The Paris conference will focus on the “new clothes” of anti-Semitic and Islamophobic prejudice, drawing from ethnographic qualitative field work as well as from quantitative studies such as the CNCDH –Commission nationale consultative des droits de l’homme – yearly survey on racism, anti-Semitism and xenophobia, and the TEO (Trajectories and Origins) large scale survey launched by INED in 2009, focusing on the impact of origins on current living conditions and social trajectories.
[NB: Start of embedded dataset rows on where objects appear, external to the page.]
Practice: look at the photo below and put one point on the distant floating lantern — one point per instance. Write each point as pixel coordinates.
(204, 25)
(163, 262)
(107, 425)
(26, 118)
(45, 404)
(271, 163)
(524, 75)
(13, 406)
As the previous conference of the Haifa project, a session will be devoted to a dialogue between scholars and various actors mobilised in the fight against prejudice and the representation of minorities, in order to get a better understanding of prejudice, and of the best ways to fight it.

Open the provisional programme

 

Call for Posters and “Albert Memmi Prize”

Saturday 20th at 15:30, the selection committee will select the best poster to be awarded with the “Albert Memmi Prize for young scholars doing research on prejudice against minorities in France”, with €1,000 granted by the Association Française de Science Politique, the POLINE (Politics of Inequalities) network and Open Society Foundations.